The cost of ‘Oops’: Misplaced article on regulator’s website sends ZhongAn shares reeling

ZhongAn plunged after the Hainan branch of the China Insurance Regulatory Commission posted an opinion piece on its website, misleading readers into thinking it was a regulatory notice. The article was later removed.

PUBLISHED : Thursday, 26 October, 2017, 9:47pm
UPDATED : Friday, 27 October, 2017, 9:23am

ZhongAn Online Property & Casualty Insurance fell as much as 7 per cent on Thursday in Hong Kong, dragged down by an article warning of potential risks in the insurer’s business model that appeared temporarily on the website of a branch of the nation’s top insurance regulator. The article was removed from the website.

Shares of China’s first online insurer closed at HK$76.85 in Hong Kong, down 4.7 per cent from its previous close. Thursday’s drop, reflecting the fourth straight session of losses, occurred against a weaker trading session as the Hang Seng Index ended 0.36 per cent lower at 28,202.38.

The Hainan bureau of the China Insurance Regulatory Commission, posted an article on its website on Thursday warning of potential risks in ZhongAn’s business model, saying the online insurer allows other insurance agencies to use its website to sell products, blurring the boundaries between online and offline insurance business.

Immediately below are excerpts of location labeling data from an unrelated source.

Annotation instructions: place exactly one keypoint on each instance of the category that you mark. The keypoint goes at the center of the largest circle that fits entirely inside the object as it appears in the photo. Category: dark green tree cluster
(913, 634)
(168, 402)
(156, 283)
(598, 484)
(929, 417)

However, the article was withdrawn from the website later in the day. A bureau official told the South China Morning Post that the article was merely an opinion piece open to debate and was mistakenly posted on the regulator’s website and misled readers into thinking it was an official, regulatory notice.

Still, investors in Hong Kong were unnerved.

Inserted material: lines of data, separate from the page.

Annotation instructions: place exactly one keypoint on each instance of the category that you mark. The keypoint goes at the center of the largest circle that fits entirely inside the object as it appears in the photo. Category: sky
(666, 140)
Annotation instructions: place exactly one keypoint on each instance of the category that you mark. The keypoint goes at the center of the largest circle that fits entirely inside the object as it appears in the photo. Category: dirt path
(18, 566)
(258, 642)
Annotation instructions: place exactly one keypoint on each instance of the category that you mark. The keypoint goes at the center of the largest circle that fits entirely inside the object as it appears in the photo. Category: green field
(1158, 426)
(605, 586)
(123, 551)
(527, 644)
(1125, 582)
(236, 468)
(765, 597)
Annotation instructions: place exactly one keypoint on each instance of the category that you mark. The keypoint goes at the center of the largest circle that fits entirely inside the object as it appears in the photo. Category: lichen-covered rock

“The stock plunge today was mainly triggered by the regulatory notice from CIRC Hainan Bureau,” said Louis Wong Wai Kit, director for Phillip Securities and Phillip Capital Management.

He noted the company’s shares had suffered losses in the past few sessions because they had already risen to quite a high level.

“Investors want to cash out and prepare for the upcoming initial public offering of China Literature, a unit of Tencent. The closely-watched listing, which could raise as much as HK$8.3 billion (US$1.1 billion), is drawing liquidity away from the market,” he added.

China Literature aims to offer 151.37 million shares globally at a maximum price of HK$55 each. It is expected to debut on the main board of the Hong Kong stock exchange on November 8, according to the prospectus seen by the Post.

Guo Zhenhua, head of the insurance department at Shanghai University of International Business and Economics, said internet insurance is expected to keep growing.

ZhongAn priced its listing at the top of an indicated range to raise HK$11.5 billion in Hong Kong’s biggest-ever fintech share sale. The stock soared nearly 60 per cent in the first week of trading from its debut price of HK$59.7 per share on September 28.

ZhongAn’s largest shareholder is Ant Financial, an affiliate of Alibaba Group Holding, which owns the South China Morning Post.